Lorrain Sénéchal discusses the week’s film releases with Thierry Fiorile and Matteu Maestracci: “Les Années super-8” by Annie Ernaux and David Ernaux-Briot and “Corsage” by Marie Kreutzer.
The film “Les Années super-8” by Annie Ernaux and David Ernaux-Briot is, as its name suggests, family footage shot on a super-8 camera by Philippe Ernaux, the novelist’s ex-husband, between 1972 and 1981.
Sequences of everyday life, with the opening of presents on Christmas Eve or holiday films, which look like videos of all the families with the same type of camera at the time. Except that, obviously, these images say things, and they are commented on by Annie Ernaux herself, in a rather monotone, in a style that is very similar to that of her writing, clinical, sometimes acid, sometimes funny, and almost always political.
Over the years, the commentary accompanies the blossoming of her feminist consciousness, which will feed her work. Beyond its beautiful documentary aspect, in the first sense of the word, a document of the time, the film contains a certain number of moments that are amusing, moving, or imbued with a certain gravity.

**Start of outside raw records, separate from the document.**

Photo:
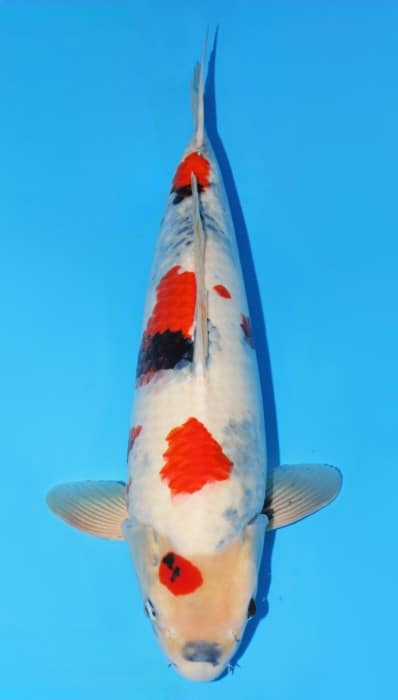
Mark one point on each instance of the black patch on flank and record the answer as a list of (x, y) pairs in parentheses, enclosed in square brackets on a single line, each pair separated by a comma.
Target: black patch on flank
[(163, 351), (202, 652), (184, 192), (252, 609)]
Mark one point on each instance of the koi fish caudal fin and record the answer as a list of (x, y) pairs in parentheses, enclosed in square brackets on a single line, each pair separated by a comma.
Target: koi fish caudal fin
[(197, 93), (99, 507)]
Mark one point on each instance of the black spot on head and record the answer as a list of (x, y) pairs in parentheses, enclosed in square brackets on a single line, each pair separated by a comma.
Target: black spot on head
[(202, 652), (163, 351)]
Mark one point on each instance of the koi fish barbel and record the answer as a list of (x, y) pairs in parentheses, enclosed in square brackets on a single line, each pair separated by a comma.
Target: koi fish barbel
[(197, 503)]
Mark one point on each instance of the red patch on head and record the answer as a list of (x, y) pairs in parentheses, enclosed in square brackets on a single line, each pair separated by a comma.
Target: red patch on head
[(174, 309), (194, 458), (222, 291), (194, 163), (247, 330), (179, 575), (133, 434)]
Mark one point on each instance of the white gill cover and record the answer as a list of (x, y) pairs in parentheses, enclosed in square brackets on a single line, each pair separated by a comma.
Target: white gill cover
[(223, 395)]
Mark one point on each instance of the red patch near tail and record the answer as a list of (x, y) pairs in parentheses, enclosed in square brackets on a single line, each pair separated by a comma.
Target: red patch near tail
[(179, 575), (222, 291), (174, 309), (194, 163), (133, 434), (194, 458)]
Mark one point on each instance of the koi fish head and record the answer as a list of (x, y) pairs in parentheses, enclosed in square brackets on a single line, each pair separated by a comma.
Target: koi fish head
[(199, 604)]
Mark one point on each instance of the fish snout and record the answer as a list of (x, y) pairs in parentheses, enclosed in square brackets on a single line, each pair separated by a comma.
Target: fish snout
[(201, 661)]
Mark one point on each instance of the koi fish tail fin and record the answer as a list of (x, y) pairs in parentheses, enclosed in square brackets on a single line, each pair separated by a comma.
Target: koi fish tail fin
[(197, 95)]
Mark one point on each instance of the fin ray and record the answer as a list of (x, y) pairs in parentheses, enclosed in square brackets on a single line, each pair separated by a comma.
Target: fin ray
[(296, 491), (95, 507), (197, 95)]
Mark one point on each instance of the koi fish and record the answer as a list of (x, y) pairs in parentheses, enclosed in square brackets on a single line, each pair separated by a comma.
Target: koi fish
[(197, 503)]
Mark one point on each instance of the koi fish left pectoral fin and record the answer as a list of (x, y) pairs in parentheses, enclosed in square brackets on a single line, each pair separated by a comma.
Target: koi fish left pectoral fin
[(297, 490), (96, 507)]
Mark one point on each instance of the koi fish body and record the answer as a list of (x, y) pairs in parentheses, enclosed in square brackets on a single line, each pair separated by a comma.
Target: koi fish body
[(196, 506)]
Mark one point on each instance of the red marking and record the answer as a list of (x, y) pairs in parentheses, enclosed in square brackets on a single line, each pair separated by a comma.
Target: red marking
[(222, 291), (179, 575), (174, 309), (194, 163), (133, 434), (247, 330), (194, 458)]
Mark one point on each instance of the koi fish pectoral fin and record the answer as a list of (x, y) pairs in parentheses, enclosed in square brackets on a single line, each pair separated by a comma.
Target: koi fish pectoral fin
[(295, 491), (96, 507)]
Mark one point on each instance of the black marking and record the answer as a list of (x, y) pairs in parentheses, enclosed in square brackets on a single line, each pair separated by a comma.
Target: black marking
[(163, 351), (268, 510), (168, 560), (176, 573), (184, 192), (247, 330), (251, 610), (149, 609), (202, 652)]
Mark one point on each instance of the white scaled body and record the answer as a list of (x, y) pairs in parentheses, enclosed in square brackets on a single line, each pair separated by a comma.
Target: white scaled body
[(219, 387), (197, 503)]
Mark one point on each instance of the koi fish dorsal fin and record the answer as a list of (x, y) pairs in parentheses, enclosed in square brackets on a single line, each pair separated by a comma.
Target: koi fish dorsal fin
[(197, 92), (201, 333), (297, 490), (96, 507)]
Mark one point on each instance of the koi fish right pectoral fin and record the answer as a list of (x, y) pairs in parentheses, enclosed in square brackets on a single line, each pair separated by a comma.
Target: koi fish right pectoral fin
[(96, 507), (295, 491)]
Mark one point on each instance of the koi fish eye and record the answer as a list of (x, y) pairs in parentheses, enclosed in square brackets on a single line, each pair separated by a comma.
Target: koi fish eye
[(251, 610), (149, 609)]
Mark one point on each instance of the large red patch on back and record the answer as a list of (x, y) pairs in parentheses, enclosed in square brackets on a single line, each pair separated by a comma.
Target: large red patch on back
[(194, 163), (174, 309), (179, 575), (194, 458)]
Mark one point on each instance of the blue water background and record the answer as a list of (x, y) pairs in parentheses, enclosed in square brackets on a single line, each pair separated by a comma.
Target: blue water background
[(94, 115)]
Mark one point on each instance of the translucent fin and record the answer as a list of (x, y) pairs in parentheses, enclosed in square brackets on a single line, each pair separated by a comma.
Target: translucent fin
[(197, 90), (295, 491), (201, 335), (95, 507)]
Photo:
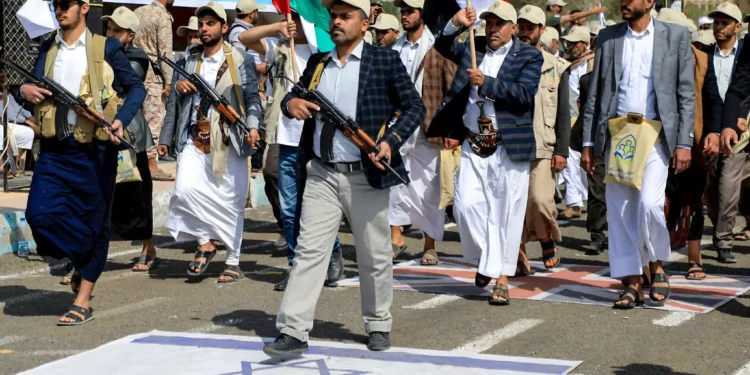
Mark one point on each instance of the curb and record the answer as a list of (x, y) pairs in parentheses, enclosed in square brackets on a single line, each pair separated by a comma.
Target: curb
[(11, 234)]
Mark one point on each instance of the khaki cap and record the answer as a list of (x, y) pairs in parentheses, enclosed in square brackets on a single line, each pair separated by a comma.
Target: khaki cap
[(125, 18), (532, 14), (192, 26), (578, 34), (215, 8), (705, 37), (364, 5), (503, 10), (412, 3), (728, 9), (246, 6), (386, 21)]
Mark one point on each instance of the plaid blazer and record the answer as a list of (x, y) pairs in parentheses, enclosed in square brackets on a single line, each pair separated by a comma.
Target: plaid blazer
[(512, 92), (384, 88)]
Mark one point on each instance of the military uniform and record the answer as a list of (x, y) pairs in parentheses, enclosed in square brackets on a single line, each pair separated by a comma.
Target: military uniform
[(155, 38)]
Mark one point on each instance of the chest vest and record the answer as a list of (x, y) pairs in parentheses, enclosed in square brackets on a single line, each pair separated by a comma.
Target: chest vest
[(96, 90)]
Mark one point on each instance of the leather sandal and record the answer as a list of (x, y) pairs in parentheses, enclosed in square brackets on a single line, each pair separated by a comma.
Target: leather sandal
[(628, 296), (663, 290), (199, 266), (500, 290)]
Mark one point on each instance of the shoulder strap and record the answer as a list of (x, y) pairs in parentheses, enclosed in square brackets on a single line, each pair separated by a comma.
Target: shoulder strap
[(319, 73), (233, 73), (96, 58)]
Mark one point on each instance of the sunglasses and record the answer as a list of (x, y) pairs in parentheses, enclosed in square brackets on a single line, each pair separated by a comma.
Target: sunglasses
[(63, 4)]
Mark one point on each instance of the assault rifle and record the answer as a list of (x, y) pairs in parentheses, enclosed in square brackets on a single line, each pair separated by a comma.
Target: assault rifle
[(329, 113), (214, 98), (61, 96)]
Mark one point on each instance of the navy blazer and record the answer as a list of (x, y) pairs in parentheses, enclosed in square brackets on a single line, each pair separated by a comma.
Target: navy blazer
[(126, 82), (739, 90), (512, 92), (384, 88), (713, 105)]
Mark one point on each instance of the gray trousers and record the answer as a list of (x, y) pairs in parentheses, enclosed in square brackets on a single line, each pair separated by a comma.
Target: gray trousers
[(724, 193), (329, 195)]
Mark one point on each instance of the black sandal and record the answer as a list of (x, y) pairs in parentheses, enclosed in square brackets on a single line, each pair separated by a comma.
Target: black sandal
[(77, 320), (500, 290), (663, 290), (631, 302), (522, 270), (481, 281), (231, 271), (148, 261), (549, 245), (693, 269), (201, 267)]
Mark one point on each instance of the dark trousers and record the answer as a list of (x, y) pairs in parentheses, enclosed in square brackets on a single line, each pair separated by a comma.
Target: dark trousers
[(596, 222), (271, 178)]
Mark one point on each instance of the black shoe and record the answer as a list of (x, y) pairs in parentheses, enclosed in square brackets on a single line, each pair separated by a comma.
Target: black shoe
[(379, 341), (726, 256), (280, 287), (285, 345), (335, 267), (597, 247)]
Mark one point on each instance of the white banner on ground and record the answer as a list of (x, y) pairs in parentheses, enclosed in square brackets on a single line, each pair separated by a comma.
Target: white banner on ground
[(158, 352)]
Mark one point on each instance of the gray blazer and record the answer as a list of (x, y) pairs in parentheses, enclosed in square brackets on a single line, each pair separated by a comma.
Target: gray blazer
[(674, 83), (175, 131)]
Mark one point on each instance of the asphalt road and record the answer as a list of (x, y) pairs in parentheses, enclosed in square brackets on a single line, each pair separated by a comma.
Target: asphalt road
[(639, 341)]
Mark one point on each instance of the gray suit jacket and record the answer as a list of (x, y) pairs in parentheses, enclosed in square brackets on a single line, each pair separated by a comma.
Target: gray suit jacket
[(674, 83), (174, 132)]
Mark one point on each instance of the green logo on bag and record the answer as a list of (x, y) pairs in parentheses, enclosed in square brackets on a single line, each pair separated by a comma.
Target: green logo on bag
[(625, 150)]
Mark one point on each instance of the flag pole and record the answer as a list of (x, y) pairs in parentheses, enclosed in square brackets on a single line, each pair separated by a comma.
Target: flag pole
[(291, 45), (471, 41)]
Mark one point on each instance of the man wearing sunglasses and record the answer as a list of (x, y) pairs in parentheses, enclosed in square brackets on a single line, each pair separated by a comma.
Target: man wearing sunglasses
[(71, 192)]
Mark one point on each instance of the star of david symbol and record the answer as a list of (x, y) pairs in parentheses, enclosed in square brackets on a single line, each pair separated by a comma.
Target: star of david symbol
[(313, 366)]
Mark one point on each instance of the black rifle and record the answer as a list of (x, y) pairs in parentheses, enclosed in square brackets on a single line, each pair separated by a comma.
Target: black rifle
[(61, 96), (217, 100), (329, 113)]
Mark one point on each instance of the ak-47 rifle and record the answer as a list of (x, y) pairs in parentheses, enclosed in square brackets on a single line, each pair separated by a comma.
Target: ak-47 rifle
[(347, 125), (61, 96), (207, 91)]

We also find a certain utopia, that of a better world, hopes and disillusionment born of the left in those years, with sequences of trips to Allende’s Chile, but especially to Albania and Moscow, during the USSR, which alone are worth the trip to see this film.
Marie Kreutzer’s Corsage
A strange film whose genesis lies in the desire of the lead actress, Vicky Krieps, to play Elizabeth of Austria, in complete contrast to the iconic image of Sissi in the films made by Romy Schneider in the 1950s.
In 1877, the empress, wife of Franz Joseph who reigns over Austria-Hungary, is 40 years old and can no longer abide by the rules of the time and of her rank. She is expected to be a permanent fixture in the show, beautiful and slender, but she dares to rebel against the patriarchal order, travels alone to her cousin, the sultry Ludwig II of Bavaria, throws herself into the arms of his groom, but is exhausted by her revolt. Anorexic, melancholic, she is physically impeded by the corset that actress Vicky Krieps also had to wear, and she sees in this role more than just a historical figure.
Once again, Vicky Krieps impresses with her physical involvement in the role, which is not always pleasant, and which gives her more depth. The film is aesthetically very successful, dark, even twilight, but it leans so much towards darkness, that it destroys the life instinct of Elizabeth of Austria.